I suspect the primary reason for holding to such dogma is rooted in the view that it implies either God made a mistake or His Word isn’t true. God would never do such a thing; create a freak of nature. And certainly He wouldn’t create one who He intended or foreknew to be a Christian.

No, God would never create a lion. Lions eat peaceful herbivores. How could a good, loving God do such a thing? I would rather believe they don’t exist, or that they can be trained to be herbivores. Yes, just like the sharks in Finding Nemo.

This sort of thinking, that any uncomfortable or non-normative reality must be denied or fixed, causes so much self-loathing in the transgender (and the broader LGBTQ+) community. Most people are raised to accept only norms and to mistrust or hate anything different. Once a person begins to discover they exist outside of those boundaries, they learn to hate what they are.

The lion was raised in a bubble that hid his nature. A journey of self-discovery revealed a core part of who he was. It was ugly because it was foreign and it crossed the boundaries of acceptable social behavior.

“But,” one might argue, “one day the lion and the lamb will lie down together:”
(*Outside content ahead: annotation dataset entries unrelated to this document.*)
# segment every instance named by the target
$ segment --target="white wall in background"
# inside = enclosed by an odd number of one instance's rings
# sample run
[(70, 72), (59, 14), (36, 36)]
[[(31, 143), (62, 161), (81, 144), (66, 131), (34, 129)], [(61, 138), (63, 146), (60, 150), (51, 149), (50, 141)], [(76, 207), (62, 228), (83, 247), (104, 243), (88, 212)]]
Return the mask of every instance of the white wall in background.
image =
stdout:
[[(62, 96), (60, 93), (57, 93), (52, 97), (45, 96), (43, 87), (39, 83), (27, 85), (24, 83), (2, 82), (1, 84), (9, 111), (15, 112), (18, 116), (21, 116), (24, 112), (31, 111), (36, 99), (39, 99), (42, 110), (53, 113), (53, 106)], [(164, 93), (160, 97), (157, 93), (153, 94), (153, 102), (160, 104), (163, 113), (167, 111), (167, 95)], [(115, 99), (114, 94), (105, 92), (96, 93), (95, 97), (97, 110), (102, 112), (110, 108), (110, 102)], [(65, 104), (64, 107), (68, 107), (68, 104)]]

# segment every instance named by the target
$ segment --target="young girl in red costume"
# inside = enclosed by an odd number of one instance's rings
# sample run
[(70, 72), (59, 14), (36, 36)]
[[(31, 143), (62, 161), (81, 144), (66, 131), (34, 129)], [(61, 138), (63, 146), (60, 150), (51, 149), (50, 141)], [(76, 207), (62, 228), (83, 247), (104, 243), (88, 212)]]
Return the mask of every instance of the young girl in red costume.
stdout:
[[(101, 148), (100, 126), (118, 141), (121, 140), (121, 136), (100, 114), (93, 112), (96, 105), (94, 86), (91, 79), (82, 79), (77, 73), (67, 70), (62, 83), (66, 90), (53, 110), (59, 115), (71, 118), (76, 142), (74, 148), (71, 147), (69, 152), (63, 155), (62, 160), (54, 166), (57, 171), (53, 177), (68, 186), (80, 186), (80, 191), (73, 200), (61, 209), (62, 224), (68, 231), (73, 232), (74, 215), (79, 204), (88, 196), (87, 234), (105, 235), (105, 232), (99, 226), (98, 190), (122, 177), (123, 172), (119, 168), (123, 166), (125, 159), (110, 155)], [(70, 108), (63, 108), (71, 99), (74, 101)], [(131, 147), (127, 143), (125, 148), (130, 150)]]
The wolf will live with the lamb,
the leopard will lie down with the goat,
the calf and the lion and the yearling together;
and a little child will lead them.

Isaiah 11:6, NIV

I would reply that in that same day there will be no gender:

At the resurrection people will neither marry nor be given in marriage; they will be like the angels in heaven.

Matthew 22:30, NIV

There is neither Jew nor Gentile, neither slave nor free, nor is there male and female, for you are all one in Christ Jesus.

Galatians 3:28, NIV

Is it tempting for a lion to eat a calf? Is it tempting for a transgender person to transition? No, it is not, because temptation implies sin. It is no more sinful for a transgender person to conform their physical reality to their nature than it is for a lion to eat a helpless herbivore.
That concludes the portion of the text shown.